General Magic features a lot of successful tech icons reminiscing about their younger days, a format that’s ripe for blandly self-congratulatory mythmaking. But the film’s subjects are self-aware, candid about their failings, and often infectiously enthusiastic. It’s easy to root for their younger selves, especially when you know just how thoroughly they’ll end up being crushed. The company was genuinely building something exciting, and General Magic captures that sense of excitement well.

General Magic’s unfocused hyper-ambitiousness was financially disastrous, but it created a wealth of quirky hardware and software footage for the film to explore. Some inventions seem genuinely prescient, like a collection of animated proto-emoji stickers. Some are impractical but fascinating, like a “town” computing interface with buildings for apps. Some just drive home how far computing has come, like the final design of Porat’s iPhone-sized concept, which ended up looking like a high-tech Etch A Sketch.

If there’s a dark side to the film’s idealism, it’s General Magic’s lionization of punishing development crunch times.

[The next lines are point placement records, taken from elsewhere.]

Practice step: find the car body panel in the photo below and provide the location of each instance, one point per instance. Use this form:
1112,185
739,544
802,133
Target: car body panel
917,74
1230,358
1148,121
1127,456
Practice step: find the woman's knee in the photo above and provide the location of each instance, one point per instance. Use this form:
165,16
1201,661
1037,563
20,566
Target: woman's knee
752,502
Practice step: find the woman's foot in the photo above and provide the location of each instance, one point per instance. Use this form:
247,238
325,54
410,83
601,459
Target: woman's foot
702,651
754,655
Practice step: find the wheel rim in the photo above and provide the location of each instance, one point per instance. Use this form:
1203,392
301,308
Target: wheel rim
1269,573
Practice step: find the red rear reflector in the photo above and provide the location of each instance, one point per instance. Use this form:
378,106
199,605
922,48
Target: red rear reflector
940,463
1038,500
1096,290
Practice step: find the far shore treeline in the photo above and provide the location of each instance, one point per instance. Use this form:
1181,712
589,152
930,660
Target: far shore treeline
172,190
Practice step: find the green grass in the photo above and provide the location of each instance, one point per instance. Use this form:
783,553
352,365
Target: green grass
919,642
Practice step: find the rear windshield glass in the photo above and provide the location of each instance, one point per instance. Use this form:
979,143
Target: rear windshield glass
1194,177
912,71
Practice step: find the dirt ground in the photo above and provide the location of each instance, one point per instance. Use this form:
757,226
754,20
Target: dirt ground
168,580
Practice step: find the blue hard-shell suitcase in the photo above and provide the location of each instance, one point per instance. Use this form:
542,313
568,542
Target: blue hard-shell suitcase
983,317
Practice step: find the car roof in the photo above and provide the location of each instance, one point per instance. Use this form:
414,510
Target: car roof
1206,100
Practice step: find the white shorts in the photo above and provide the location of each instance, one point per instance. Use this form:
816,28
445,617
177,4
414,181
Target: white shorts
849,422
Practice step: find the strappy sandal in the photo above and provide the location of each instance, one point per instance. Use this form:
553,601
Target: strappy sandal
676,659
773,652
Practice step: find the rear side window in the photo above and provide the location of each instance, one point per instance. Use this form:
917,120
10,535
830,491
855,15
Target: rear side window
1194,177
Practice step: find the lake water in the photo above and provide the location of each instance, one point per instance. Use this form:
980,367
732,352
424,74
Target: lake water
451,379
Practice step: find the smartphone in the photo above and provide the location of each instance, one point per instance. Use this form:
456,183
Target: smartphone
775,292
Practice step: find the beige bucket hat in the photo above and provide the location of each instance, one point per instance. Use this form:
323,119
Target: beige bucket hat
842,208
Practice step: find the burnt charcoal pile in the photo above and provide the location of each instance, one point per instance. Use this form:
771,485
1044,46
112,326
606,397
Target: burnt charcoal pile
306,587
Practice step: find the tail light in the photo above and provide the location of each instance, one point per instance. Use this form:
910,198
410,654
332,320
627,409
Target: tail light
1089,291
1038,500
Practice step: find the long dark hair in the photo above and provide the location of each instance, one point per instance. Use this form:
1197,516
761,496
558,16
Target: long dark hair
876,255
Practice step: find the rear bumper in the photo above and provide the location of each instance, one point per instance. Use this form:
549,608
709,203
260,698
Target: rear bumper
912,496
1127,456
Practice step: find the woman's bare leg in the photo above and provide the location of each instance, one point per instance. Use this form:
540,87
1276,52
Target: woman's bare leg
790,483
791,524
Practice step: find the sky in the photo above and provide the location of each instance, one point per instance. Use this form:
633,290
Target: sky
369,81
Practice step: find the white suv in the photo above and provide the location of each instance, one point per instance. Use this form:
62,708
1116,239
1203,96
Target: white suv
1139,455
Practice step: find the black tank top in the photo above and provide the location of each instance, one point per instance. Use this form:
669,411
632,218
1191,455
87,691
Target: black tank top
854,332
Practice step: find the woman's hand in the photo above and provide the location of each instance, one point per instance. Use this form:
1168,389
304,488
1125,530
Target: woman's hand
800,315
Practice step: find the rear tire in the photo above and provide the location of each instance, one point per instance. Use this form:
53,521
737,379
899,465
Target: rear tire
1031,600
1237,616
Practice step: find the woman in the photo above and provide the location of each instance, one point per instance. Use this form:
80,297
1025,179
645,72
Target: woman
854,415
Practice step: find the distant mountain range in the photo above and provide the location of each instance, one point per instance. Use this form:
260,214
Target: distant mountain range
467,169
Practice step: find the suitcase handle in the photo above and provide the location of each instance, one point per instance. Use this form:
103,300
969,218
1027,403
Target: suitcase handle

Some employees are clear-eyed about how much they sacrificed, particularly Porat, whose relationship with his wife and children broke down. And the film’s references to people falling asleep under desks and assembling bunk beds in the office are exciting narrative beats. But today, these stories help other companies convince employees to practically work themselves to death, which makes them seem less innocently romantic than they might have in the 1990s.

Even so, during a particularly complicated moment in Silicon Valley, General Magic is a reminder of how compelling stories about technology can be.

What should it be rated?

PG or PG-13 for some light swearing.

How can I actually watch it?

General Magic is currently seeking distribution.